[aur-general] Deletion of orphaned packages on AUR4

Lukas Fleischer lfleischer at archlinux.org
Wed Aug 12 03:16:03 UTC 2015


Hi,

There seems to be quite some confusion about the package migration
process and about package deletion. I would like to clarify my point of
view. Hopefully it serves as a basis for discussion (i.e. technical
discussion without attacking anybody personally).

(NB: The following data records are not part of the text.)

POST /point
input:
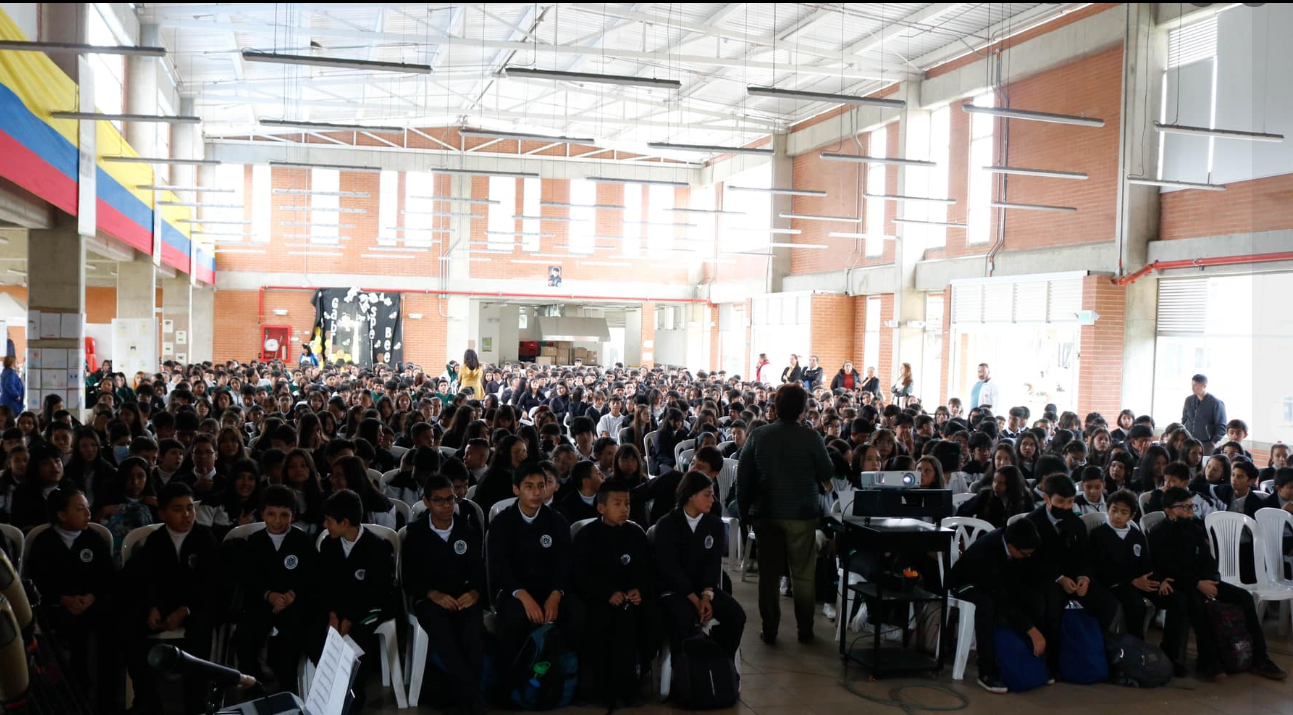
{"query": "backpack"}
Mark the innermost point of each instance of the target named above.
(704, 675)
(1230, 630)
(544, 672)
(1137, 663)
(1081, 649)
(1020, 670)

As already mentioned a couple of times, cleaning up the AUR was one of
the incentives for having users resubmit their packages. This has
several advantages:

* Working packages: New users are confused when an AUR package does not
  build. However, packages are often broken because of being outdated or
  unmaintained.

* Less clutter: Working packages are easier to find. Package statistics
  are not distorted.

* Storage: Less space used for packages that do not work. On the AUR
  server and on mirrors.

So please do not upload packages any packages to AUR 4.0.0, unless you
are interested in maintaining them. If a package has not been
resubmitted to the AUR 4.0.0, the maintainer did not care about it for
at least two months. Please either decide to maintain such a package or
wait for somebody else willing to do so.

Along these lines, it might also make sense to generally delete packages
that have been unmaintained for a long time. Maybe have a script to
automatically remove packages that have been orphaned for a couple of
months. Note that we do keep the Git repositories of deleted packages,
so if anybody wants to maintain the package later, he can always clone
the repository of the deleted package, fix the package and simply push
it afterwards. We are also working on a command to revive deleted
packages without having to add a new commit. Package deletion is
equivalent to "hiding it from the website", it does not mean that the
package and all its Git history are gone. Orphaning a package is a
preliminary stage that only tags a package without hiding it.

The "missing dependency" argument was brought up a couple of times. If
you discover such a case, please contact the maintainer of the package
that requires the missing package and ask him to submit it as well. You
should only maintain an AUR package if you are using it, so everybody
should be interested in maintaining dependencies of their packages as
well (unless they are maintained by somebody else already, of course).